My question is: When I include iostream, why does the size of my executable explode?

Edit: I'm using G++ (With the Dev-CPP IDE, but I can figure out how to add CL paramaters)


In a word, symbols.

The C++ standard library introduces a lot of symbols to your program, since most of the library exists primarily in the header files.

Recompile your program in release mode and without debug symbols, and you can easily expect the program to be significantly smaller. (Smaller still if you strip symbols.)

As a quick demonstration of this fact, observe:

$ cat hello.c
#include <stdio.h>
int main() {
    printf("%s\n", "Hello, world!");
    return 0;
}
$ cat hello.cpp
#include <iostream>
int main() {
    std::cout << "Hello, world!\n";
    return 0;
}
$ gcc hello.c -o hello-c
$ g++ hello.cpp -o hello-cpp
$ gcc hello.c -ggdb -o hello-c-debug
$ g++ hello.cpp -ggdb -o hello-cpp-debug
$ gcc hello.c -s -o hello-c-stripped
$ g++ hello.cpp -s -o hello-cpp-stripped
$ gcc hello.c -s -O3 -o hello-c-stripped-opt
$ g++ hello.cpp -s -O3 -o hello-cpp-stripped-opt
$ ls -gG hello*
-rwxr-xr-x 1  6483 Nov 14 15:39 hello-c*
-rw-r--r-- 1    79 Nov 14 15:38 hello.c
-rwxr-xr-x 1  7859 Nov 14 15:40 hello-c-debug*
-rwxr-xr-x 1  7690 Nov 14 15:39 hello-cpp*
-rw-r--r-- 1    79 Nov 14 15:38 hello.cpp
-rwxr-xr-x 1 19730 Nov 14 15:40 hello-cpp-debug*
-rwxr-xr-x 1  5000 Nov 14 15:45 hello-cpp-stripped*
-rwxr-xr-x 1  4960 Nov 14 15:41 hello-cpp-stripped-opt*
-rwxr-xr-x 1  4216 Nov 14 15:45 hello-c-stripped*
-rwxr-xr-x 1  4224 Nov 14 15:41 hello-c-stripped-opt*

I can't explain why a Windows build of the programs with G++ produces such large executables, but on any other platform, symbols are the primary driving factor in large file sizes. I don't have access to a Windows system at the moment, so I can't test.

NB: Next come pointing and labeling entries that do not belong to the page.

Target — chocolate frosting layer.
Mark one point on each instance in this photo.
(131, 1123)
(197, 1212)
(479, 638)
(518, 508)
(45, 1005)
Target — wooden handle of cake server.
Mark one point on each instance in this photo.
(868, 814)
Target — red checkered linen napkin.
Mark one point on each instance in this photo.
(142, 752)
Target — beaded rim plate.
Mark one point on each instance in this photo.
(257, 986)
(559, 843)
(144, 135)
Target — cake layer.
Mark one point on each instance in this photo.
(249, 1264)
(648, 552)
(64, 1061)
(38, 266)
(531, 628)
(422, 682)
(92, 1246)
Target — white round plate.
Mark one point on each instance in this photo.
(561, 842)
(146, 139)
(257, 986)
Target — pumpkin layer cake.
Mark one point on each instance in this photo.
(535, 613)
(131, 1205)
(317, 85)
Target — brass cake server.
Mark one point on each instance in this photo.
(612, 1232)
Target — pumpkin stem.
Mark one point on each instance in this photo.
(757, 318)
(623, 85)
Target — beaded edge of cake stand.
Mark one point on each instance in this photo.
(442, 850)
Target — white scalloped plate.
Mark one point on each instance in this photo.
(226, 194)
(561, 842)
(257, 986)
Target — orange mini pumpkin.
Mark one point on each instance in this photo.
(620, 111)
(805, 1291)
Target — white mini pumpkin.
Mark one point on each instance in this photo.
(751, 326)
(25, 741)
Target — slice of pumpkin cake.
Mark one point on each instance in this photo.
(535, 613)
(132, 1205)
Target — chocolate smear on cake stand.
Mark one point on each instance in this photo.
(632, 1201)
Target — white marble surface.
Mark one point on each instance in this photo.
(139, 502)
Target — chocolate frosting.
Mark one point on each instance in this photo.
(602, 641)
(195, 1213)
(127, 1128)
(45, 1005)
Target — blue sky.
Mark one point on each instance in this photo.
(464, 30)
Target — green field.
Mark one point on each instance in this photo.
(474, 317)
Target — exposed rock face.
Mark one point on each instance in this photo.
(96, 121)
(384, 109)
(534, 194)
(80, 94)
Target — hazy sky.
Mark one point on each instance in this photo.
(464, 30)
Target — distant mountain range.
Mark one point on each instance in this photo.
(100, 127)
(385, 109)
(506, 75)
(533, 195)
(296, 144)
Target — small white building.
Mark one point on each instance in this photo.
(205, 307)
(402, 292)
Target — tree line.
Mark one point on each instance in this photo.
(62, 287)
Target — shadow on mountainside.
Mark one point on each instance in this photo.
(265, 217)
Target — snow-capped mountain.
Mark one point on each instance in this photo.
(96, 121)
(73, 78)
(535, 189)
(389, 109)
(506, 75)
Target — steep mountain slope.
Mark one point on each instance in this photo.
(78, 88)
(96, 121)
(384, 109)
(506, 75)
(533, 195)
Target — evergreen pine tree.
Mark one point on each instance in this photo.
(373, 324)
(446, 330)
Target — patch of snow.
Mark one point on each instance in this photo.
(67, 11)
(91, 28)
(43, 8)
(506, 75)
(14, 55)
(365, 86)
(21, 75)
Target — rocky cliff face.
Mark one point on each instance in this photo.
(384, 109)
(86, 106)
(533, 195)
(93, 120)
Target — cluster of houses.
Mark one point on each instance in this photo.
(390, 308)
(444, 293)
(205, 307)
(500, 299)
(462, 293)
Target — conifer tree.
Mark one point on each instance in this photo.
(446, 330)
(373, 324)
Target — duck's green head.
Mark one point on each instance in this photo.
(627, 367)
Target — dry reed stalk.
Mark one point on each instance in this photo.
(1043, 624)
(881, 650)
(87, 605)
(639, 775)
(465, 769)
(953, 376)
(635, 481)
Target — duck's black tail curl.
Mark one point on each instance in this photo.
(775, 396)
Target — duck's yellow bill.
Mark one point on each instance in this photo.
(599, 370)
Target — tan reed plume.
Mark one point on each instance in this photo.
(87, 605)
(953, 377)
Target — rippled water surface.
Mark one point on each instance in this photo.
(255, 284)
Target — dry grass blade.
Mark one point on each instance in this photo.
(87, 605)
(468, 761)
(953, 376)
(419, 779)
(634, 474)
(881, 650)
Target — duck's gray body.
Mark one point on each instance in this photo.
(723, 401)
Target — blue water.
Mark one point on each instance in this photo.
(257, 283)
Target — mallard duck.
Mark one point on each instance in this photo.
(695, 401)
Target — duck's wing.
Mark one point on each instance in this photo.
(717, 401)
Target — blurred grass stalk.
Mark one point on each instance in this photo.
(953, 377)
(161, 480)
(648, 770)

Becuase you've dragged in most of the standard library by using iostreams. It's a one off thing though so as your programs gets larger it will seem less and less of an overhead.

However you probably want to compile using a shared library version of the standard library and most compilers / operating systems will let you do this so you'll not have to include all of the standard library in your executable. Which compiler are you using and we can likely advise on how to do that.

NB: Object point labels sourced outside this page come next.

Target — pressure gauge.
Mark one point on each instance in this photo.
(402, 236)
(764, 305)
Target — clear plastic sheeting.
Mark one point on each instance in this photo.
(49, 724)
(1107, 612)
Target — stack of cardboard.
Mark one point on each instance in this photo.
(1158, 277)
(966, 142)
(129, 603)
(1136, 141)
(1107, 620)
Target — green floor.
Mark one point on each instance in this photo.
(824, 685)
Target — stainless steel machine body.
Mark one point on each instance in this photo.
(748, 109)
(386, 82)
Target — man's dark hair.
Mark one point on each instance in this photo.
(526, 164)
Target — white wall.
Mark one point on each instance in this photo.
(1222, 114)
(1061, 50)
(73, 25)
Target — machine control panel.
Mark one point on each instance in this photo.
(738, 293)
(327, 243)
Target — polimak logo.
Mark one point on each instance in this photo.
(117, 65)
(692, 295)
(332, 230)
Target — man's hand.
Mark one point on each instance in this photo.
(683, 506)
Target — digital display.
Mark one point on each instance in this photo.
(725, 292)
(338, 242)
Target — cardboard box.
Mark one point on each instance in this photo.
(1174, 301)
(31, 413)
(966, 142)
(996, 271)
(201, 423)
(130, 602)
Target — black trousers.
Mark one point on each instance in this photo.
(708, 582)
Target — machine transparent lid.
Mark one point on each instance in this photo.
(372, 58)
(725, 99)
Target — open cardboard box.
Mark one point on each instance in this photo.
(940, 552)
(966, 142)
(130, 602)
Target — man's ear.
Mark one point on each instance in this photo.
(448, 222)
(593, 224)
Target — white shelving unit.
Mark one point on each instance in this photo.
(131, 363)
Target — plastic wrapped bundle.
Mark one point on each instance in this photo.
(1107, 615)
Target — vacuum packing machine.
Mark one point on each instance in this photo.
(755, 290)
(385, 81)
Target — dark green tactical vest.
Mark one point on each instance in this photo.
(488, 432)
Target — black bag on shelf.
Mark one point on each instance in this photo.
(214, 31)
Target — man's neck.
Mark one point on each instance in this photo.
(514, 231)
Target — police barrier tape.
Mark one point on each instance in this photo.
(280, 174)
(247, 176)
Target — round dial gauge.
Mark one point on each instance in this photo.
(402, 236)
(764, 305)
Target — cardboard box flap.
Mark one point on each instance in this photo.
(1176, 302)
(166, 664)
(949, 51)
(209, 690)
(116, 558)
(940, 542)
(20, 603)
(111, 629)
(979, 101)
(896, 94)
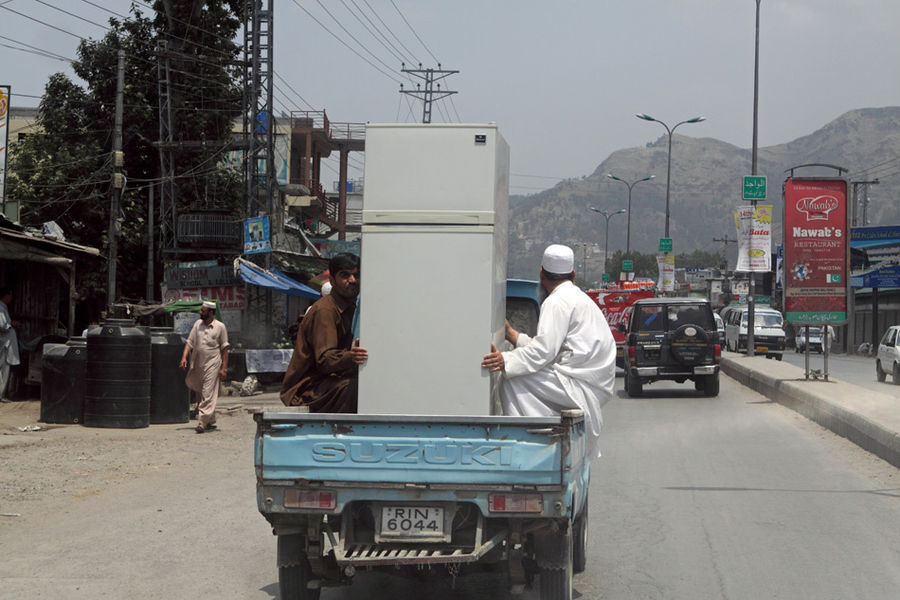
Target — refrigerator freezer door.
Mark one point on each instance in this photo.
(432, 300)
(436, 167)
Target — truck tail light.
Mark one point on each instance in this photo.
(309, 499)
(515, 503)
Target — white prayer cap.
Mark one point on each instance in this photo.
(558, 259)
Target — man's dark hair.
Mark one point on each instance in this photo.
(342, 262)
(558, 276)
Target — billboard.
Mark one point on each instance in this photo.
(754, 233)
(666, 264)
(4, 138)
(256, 235)
(875, 256)
(816, 244)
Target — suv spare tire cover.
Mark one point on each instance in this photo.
(690, 344)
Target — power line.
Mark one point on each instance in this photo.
(36, 52)
(364, 47)
(4, 7)
(48, 53)
(335, 36)
(391, 31)
(414, 32)
(72, 14)
(121, 16)
(366, 27)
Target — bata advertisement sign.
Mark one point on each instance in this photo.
(815, 250)
(754, 231)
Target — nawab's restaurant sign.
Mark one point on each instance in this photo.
(816, 241)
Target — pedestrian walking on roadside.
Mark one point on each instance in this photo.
(207, 346)
(9, 342)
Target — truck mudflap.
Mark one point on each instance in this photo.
(377, 554)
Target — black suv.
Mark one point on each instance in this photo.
(674, 339)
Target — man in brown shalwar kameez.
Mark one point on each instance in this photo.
(323, 370)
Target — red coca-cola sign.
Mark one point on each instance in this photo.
(817, 208)
(614, 305)
(816, 238)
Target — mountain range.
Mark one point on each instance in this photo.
(706, 187)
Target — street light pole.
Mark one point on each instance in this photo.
(630, 185)
(647, 117)
(608, 215)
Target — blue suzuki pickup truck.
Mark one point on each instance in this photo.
(436, 495)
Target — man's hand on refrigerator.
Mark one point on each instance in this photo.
(358, 354)
(512, 336)
(493, 361)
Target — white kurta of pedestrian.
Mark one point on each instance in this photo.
(9, 347)
(570, 363)
(207, 343)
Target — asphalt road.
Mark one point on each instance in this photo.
(856, 369)
(730, 497)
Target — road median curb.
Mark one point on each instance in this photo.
(868, 419)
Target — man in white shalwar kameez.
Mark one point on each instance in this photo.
(570, 363)
(208, 346)
(9, 342)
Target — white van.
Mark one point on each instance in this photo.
(768, 334)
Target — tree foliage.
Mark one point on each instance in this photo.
(63, 172)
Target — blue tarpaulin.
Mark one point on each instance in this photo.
(274, 279)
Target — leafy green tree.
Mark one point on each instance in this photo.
(63, 173)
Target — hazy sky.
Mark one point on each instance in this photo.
(562, 78)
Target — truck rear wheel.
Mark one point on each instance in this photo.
(579, 534)
(295, 574)
(556, 584)
(633, 385)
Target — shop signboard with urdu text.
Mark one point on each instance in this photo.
(816, 243)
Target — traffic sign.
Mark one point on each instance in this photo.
(755, 187)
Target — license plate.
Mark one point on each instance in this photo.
(412, 521)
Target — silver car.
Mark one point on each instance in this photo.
(888, 359)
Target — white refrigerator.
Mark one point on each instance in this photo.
(433, 271)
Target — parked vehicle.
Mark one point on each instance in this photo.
(423, 494)
(814, 343)
(768, 333)
(616, 306)
(672, 339)
(888, 357)
(720, 327)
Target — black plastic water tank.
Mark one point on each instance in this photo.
(117, 378)
(170, 399)
(62, 381)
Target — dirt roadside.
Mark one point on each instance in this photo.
(156, 512)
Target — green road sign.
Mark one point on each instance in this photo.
(754, 187)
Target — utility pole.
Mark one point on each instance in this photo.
(751, 317)
(117, 185)
(725, 240)
(150, 233)
(427, 95)
(855, 217)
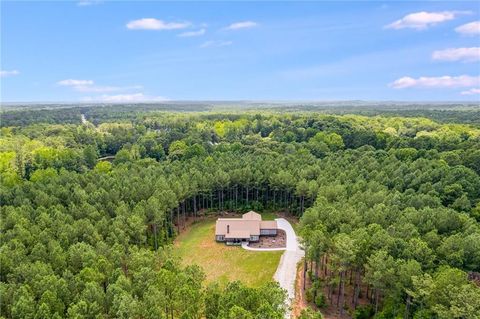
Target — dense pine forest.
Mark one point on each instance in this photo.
(388, 202)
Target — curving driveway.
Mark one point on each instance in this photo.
(287, 268)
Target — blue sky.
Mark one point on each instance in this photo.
(139, 51)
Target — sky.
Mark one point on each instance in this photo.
(112, 51)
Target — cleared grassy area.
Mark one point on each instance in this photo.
(224, 263)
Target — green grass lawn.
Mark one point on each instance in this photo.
(224, 263)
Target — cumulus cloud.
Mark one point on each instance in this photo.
(85, 3)
(471, 92)
(73, 82)
(124, 98)
(458, 54)
(241, 25)
(422, 20)
(155, 24)
(436, 82)
(89, 86)
(5, 73)
(472, 28)
(209, 44)
(192, 33)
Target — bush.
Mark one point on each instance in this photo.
(308, 313)
(309, 294)
(320, 300)
(363, 312)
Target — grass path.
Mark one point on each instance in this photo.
(224, 263)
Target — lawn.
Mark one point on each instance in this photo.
(224, 263)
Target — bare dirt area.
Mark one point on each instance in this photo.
(279, 241)
(299, 302)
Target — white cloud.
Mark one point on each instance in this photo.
(123, 98)
(436, 82)
(89, 86)
(458, 54)
(85, 3)
(241, 25)
(217, 44)
(471, 92)
(155, 24)
(5, 73)
(472, 28)
(72, 82)
(422, 20)
(192, 33)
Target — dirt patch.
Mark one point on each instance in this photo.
(299, 303)
(278, 241)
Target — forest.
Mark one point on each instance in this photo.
(388, 203)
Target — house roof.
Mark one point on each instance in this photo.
(238, 234)
(268, 224)
(252, 215)
(249, 225)
(237, 224)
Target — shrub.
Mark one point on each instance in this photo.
(363, 312)
(320, 300)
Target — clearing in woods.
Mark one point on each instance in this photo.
(223, 263)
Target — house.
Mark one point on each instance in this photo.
(246, 229)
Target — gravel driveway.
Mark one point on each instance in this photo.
(287, 268)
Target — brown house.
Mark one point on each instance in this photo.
(248, 228)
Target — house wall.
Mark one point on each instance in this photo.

On windows with VC command line, use the /MD command line option for example.


I would guess that by including <iostream> you're indirectly including many parts of the STL, such as <string> which in turn includes <vector> etc.

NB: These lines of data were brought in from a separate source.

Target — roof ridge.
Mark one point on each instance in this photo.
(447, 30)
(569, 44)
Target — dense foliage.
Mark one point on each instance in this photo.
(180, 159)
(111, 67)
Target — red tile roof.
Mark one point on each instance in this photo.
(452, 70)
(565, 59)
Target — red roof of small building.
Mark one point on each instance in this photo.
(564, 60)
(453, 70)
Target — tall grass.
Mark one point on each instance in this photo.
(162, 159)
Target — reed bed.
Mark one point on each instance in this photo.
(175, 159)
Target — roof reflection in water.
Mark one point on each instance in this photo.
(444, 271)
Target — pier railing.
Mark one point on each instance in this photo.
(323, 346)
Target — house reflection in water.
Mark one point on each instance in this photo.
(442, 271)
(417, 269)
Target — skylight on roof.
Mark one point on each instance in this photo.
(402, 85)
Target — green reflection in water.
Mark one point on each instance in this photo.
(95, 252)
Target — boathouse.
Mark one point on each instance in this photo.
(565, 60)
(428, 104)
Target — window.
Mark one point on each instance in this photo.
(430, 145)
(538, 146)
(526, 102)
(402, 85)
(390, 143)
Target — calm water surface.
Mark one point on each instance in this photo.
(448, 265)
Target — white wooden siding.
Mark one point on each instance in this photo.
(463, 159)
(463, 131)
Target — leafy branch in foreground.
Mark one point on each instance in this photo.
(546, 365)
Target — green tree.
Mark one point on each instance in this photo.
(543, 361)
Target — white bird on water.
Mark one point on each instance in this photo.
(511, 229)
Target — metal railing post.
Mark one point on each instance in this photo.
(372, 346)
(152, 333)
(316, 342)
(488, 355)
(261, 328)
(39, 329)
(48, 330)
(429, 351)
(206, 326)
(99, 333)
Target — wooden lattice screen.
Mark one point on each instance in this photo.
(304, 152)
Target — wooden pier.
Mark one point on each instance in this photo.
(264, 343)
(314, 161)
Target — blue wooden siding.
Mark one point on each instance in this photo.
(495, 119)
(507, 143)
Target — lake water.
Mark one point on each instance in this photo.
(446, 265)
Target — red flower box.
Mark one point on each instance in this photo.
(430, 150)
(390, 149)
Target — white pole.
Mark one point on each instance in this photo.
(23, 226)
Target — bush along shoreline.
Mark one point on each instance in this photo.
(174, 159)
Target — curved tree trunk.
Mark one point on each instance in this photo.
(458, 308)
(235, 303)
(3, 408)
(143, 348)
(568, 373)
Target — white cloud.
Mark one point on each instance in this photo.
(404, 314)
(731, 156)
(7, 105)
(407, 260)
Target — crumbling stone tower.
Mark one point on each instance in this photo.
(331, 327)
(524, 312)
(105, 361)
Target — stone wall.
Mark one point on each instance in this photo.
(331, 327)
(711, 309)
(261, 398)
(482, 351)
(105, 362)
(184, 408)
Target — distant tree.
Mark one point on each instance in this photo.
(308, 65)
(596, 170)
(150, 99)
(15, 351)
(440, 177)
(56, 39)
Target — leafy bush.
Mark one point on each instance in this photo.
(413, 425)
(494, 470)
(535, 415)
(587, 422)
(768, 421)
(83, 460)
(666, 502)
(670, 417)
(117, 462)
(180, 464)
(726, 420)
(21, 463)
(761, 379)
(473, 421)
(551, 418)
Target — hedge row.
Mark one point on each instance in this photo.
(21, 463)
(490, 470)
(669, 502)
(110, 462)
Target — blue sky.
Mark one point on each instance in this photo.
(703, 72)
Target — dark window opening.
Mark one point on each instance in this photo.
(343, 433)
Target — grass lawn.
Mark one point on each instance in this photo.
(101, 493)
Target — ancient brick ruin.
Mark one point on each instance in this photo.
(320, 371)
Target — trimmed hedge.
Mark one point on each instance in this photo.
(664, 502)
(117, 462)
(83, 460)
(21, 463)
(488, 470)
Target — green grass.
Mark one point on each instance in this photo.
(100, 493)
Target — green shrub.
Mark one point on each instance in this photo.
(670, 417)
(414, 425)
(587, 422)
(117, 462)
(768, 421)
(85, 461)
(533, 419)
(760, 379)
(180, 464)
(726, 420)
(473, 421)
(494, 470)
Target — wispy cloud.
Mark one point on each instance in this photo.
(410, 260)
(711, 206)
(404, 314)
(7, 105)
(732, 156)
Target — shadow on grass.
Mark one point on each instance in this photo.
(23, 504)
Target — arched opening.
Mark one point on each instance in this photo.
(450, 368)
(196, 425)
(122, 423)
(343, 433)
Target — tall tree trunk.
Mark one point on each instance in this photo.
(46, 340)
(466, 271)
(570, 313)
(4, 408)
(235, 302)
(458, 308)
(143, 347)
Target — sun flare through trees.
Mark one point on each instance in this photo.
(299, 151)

This is more an artifact of the compiler (and options) you use than almost anything else. With MS VC++, depending on the compiler flags I use I can get anywhere from ~8K to ~110K. Using MinGW, I get around 24-25K (again, depending on flags).

Just in case you're wondering, I'd guess the larger range I get with VC++ is mostly a result of knowing its flags better. MinGW might only cover a smaller range even if I knew it better, but due to my limited knowledge of its flags I'm accepting most of what it does by default; I know how to turn optimization on and off, but have to look at things pretty carefully to do a lot more than that.


MinGW (g++) compiles really big files.
For example the same "hello world" program with iostreams compiles to ~100KB by VC++ (with statically linked CRT) and to ~470KB by g++.


This is one aspect of the fake C++ interview that is actually kind of true :)

You know, when we had our first C++ compiler, at AT&T, I compiled 'Hello World', and couldn't believe the size of the executable. 2.1MB

What? Well, compilers have come a long way, since then.

They have? Try it on the latest version of g++ - you won't get much change out of half a megabyte.